Lors du colloque du 6 mai 1997 qui dresse le bilan des expérimentations en cours, Guy Drut affirme que « la question n’est plus de savoir s’il faut généraliser ces nouveaux rythmes scolaires, mais comment il faut faire pour les généraliser ». Il considère que cela doit avoir lieu dans les cinq ans à venir car « si l’expérience dure trop longtemps, on court le risque d’une école à deux vitesses ». Le ministre de la Jeunesse et des Sports estime que cela coûterait 6 milliards de francs, soit 2,5% du budget du ministère de l’Education nationale. Mais l’échec de la majorité présidentielle aux élections législatives de mai-juin 1997, à la suite de la dissolution de l’Assemblée nationale, ôte à Jacques Chirac et à son protégé Guy Drut la possibilité de légiférer en la matière.

 

Lors de son arrivée à la tête du ministère de l’Education nationale, Claude Allègre ne remet pas immédiatement et directement en cause les orientations précédentes, mais se montre circonspect. Le projet sur « les rythmes scolaires » rendu public le 28 août 1998 à la conférence de presse de Claude Allègre lors de la présentation de la « Charte de l’enseignement primaire » ne va pas dans le sens de l’orientation donnée à l’aménagement des « rythmes scolaires » par Jacques Chirac et Guy Drut, bien au contraire : « il ne doit pas y avoir une matinée avec cartable et une après-midi sans cartable. Cette conception a conduit soit à confier complètement l’après-midi à des intervenants extérieurs à l’école ; soit, comme en Allemagne, à rendre aux familles les enfants à partir de 14 heures ».

 

Finalement, selon un rapport de l’Inspection générale de l’Education nationale sur « l’état de la question de l’aménagement des rythmes scolaires » en date du 7 mars 2000, où en est-on quinze ans après que les premières mesures effectives aient été prises ? « Environ 70% des écoles n’ont mis en place aucun aménagement particulier ; 4% des écoles pratiquent la semaine de 5 jours avec des aménagements des rythmes scolaires alors que 26% des écoles pratiquent la semaine de 4 jours […]. La semaine de 4 jours favorise la vie familiale en fin de semaine ; mais elle laisse certains enfants désoeuvrés pendant trois jours par semaine quand il n’y a aucun accompagnement de cette mesure ; elle occasionne souvent une réduction du temps effectif d’enseignement (surtout dans les secteurs où les jours de rattrapage sur les vacances connaissent un absentéisme certain) ; elle favorise moins les rencontres entre parents et enseignants ; elle est parfois source de fatigue supplémentaire (effets chrono-biologiques maximaux au cycle II, s’estompant au cycle III).

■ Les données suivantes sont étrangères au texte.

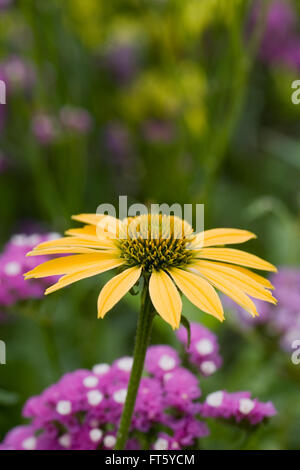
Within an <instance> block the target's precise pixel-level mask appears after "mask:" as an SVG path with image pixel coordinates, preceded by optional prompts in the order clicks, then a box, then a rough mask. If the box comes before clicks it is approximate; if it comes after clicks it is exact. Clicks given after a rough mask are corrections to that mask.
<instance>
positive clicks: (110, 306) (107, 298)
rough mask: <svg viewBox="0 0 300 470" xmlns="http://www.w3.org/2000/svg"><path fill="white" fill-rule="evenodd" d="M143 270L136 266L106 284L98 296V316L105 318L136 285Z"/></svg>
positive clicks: (119, 275) (99, 316)
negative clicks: (124, 296) (126, 294)
mask: <svg viewBox="0 0 300 470" xmlns="http://www.w3.org/2000/svg"><path fill="white" fill-rule="evenodd" d="M141 272H142V268H140V267H137V266H134V267H133V268H128V269H126V270H125V271H123V272H122V273H121V274H118V275H117V276H115V277H113V278H112V279H111V280H110V281H108V282H107V283H106V284H105V286H104V287H103V289H102V290H101V292H100V294H99V297H98V318H103V317H104V315H105V314H106V313H107V312H108V311H109V310H110V309H112V308H113V307H114V305H116V303H117V302H119V300H120V299H121V298H122V297H123V296H124V295H125V294H126V293H127V292H128V291H129V290H130V289H131V288H132V287H133V286H134V284H135V283H136V282H137V281H138V279H139V277H140V275H141Z"/></svg>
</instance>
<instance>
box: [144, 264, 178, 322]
mask: <svg viewBox="0 0 300 470" xmlns="http://www.w3.org/2000/svg"><path fill="white" fill-rule="evenodd" d="M149 293H150V297H151V301H152V303H153V305H154V308H155V310H156V311H157V313H158V314H159V315H160V316H161V317H162V318H163V319H164V320H165V321H166V322H167V323H169V324H170V325H171V326H172V328H173V329H175V328H178V327H179V325H180V317H181V310H182V302H181V298H180V295H179V292H178V290H177V289H176V286H175V285H174V282H173V281H172V279H171V278H170V276H168V274H166V273H165V272H164V271H153V272H152V274H151V277H150V282H149Z"/></svg>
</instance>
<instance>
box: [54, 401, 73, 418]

La semaine de 5 jours (choisie par 4% des écoles) est considérée comme plus favorable à la continuité éducative, à la répartition équilibrée des charges de travail et au respect des rythmes biologiques ; elle est donnée comme la meilleure formule quand il y a réel aménagement du temps (horaires quotidiens) et des rythmes (variété des modalités de travail, alternance des activités) ».

4% d’un côté (le ‘’bon’’ pour les chronobiologistes), 26% de l’autre (le ‘’mauvais’’) et 70% dans ’’l’immobilisme’’ : la ‘’base’’ a tranché. Et voilà pourquoi votre fille est muette.